I came home hungry. I went to bed.
Yesterday I did not go to spin. I'm a little stuck and I don't know why? I like it once I'm there; really I do.... I know I never regret going; I know I love the music; I know it's not going to kill me... and yet.... meh...
Instead I took the dog for a really long walk up a very steep hill and logged 15,989 steps. I want to get my average back over 12K by Saturday night. (GOAL #1).
I'm going to continue to eat whole foods, avoid sugar, and not eat after 6:00 p.m. (GOAL #2).
I will not factor in MFP's exercise calories, but rather stick to a single number range. (GOAL #3).
I want to step up the weight loss in November.
In December I visit my sister in law and her family. I haven't seen them in 2 years.
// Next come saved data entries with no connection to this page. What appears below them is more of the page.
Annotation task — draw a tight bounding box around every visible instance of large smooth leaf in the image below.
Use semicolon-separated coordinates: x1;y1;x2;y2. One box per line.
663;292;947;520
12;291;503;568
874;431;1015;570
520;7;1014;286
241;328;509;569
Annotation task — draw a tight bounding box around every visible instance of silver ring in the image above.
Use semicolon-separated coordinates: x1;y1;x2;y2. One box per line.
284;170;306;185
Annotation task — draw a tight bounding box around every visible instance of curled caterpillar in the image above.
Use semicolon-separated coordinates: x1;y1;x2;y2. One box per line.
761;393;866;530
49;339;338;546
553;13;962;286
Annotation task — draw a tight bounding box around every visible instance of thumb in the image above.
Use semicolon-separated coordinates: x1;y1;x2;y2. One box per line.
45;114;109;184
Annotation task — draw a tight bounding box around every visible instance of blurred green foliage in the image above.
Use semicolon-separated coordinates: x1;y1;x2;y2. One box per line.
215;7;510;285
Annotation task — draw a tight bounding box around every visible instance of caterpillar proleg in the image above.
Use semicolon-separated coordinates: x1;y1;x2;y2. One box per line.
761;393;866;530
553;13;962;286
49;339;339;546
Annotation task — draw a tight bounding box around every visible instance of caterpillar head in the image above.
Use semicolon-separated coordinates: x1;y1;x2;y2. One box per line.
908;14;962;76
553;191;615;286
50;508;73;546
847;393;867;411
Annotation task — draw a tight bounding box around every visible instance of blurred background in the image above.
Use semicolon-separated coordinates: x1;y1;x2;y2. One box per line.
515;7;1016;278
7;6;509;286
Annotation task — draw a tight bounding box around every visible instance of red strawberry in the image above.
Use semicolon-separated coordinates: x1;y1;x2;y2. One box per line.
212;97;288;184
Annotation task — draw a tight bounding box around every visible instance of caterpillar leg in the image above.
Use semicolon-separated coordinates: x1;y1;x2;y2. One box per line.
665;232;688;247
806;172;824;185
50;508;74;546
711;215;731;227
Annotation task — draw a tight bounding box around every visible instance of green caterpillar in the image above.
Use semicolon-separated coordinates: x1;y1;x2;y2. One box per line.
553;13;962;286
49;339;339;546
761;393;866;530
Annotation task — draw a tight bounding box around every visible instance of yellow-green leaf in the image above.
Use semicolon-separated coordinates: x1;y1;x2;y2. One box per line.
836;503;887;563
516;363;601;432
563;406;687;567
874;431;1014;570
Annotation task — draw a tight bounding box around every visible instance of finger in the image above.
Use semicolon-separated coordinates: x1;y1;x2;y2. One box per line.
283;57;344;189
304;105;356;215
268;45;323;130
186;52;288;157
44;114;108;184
I know I shouldn't care, but I do... She's a big Spartan racer with a full time job, and super mom of 4 girls . I always feel a little "less than" around her. I know it's my hang up she's perfectly nice. If I could just get a smattering of confidence back that typically comes when I get in a weight loss groove, I would feel better (?) I'm certain it's about feeling in control, feeling successful... I have no idea why it all has to do with this vessel I inhabit, but it does... Women and Body Issues - I am a poster child.
And it is about ME; a work in progress. I'm working on being honest with myself and this is only one of many life events I am ruminating on. The daily struggle I face of being in public, feeling judged, continues. The fancy moms with their fancy hair and pretty clothes... I feel either unseen (I actually had a mom I've known for years say that she didn't even recognize me... ) or I'll catch a look from a heavier mom and I think "I bet she's happy I regained all this weight". And I KNOW that it's me. I put words to their expressions; I decide what they're thinking; and my right mind knows that they are probably not thinking about me at all.
That damn inner critic.
And I had to buy size 14 jeans yesterday. I took them off the rack and they looked GINORMOUS... and they fit; and I was really sad about it. (more honesty) And now I'm just determined. I know I can turn this around.